On The Vijay Path

With a national award for his acting chops and an impressive body of work, Kannada actor Sanchari Vijay has truly arrived

Indian cinema has been inundated with Vijays, both real and fictional (Big B’s favourite screen name). So when the relatively new Sanchari Vijay, 31, walked away with the national award for best actor for his role of a transgender in the Kannada film Naan Avanilla … Avalu, there was confusion all around. “Who is this Vijay?” they chorused. For that matter, even the recipient of the award seemed dazed. “I thought someone was pulling my leg, I was shocked at first, it took three days for the news to sink in,” confides the actor. Incidentally, Vijay ended a 27-year-long drought in the Kannada film industry by becoming the third actor (after Charu Hassan for the 1987 Tabarana Kathe) to win the national award.

Before this author-backed role came to him, Sanchari Vijay, from Chickmagalur in Karnataka, had only a few small roles in Kannada films, including the multi-lingual Oggarne, to his name. And to top it all, around the same time the actor who has an engineering degree was juggling careers teaching in a polytechnic college in Bengaluru. “Being part of the faculty in college, I was also involved in the cultural events there. Eventually, I got involved with the theatre group Sanchari and that’s how the name Sanchari Vijay stuck,” he grins.
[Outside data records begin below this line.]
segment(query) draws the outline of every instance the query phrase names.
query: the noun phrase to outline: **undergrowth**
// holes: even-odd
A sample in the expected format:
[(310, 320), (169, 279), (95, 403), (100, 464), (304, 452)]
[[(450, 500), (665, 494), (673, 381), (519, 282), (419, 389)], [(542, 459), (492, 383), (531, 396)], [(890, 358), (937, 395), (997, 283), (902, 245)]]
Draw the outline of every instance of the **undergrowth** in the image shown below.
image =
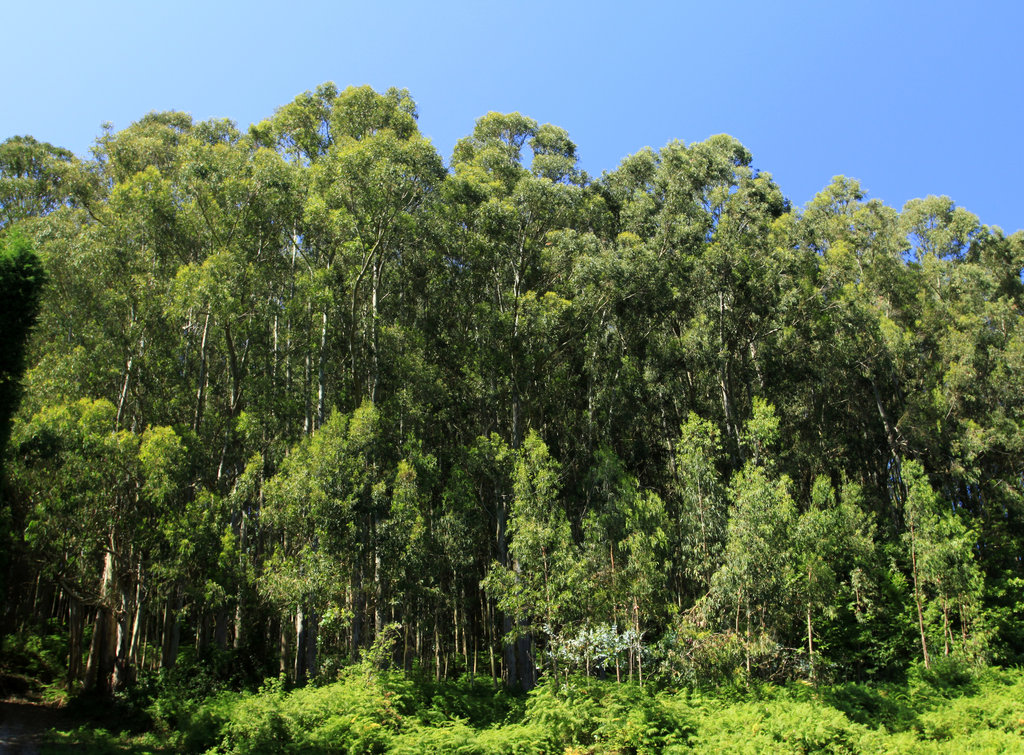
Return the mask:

Naturally, he had his eye on films next and thus began doing rounds of directors and producers. Actor-director Ramesh Arvind gave him a break with a small role in the comedy Rangappa Hogbitna, while his role of a mentally and physically challenged person in Dasavala won him plaudits. Strangely when Naan Avanilla … Avalu fell into his lap, he rejected it at first as he felt that it was too close to the character he had essayed in Oggarne and felt he would be typecast. But thankfully for him, writer Jogi and Oggarne director Prakash Raj persuaded him to take on the role for which “a search had been made throughout India”.

The role of a transgender that Vijay essayed in Naan Avanilla... is in fact based on the autobiography of transgender activist Living Smile Vidya. So, was he up to the task? “It was tough all the way, with each and every scene proving to be an unknown territory,” reveals Vijay. He adds, “It helped that we had many transgenders on the sets who would coach me. Also, I went through dozens of videos on YouTube to get a feel of the community.” Sanchari is all praise for producer Ravi who had the guts to make a film like this.

Vijay’s fears of being typecast might have dissolved the moment he got to play the lead in the movie Harivu, a heartbreaking tale of a farmer. Harivu was also based on a real-life incident with the movie clinching the best movie award at the national awards this year.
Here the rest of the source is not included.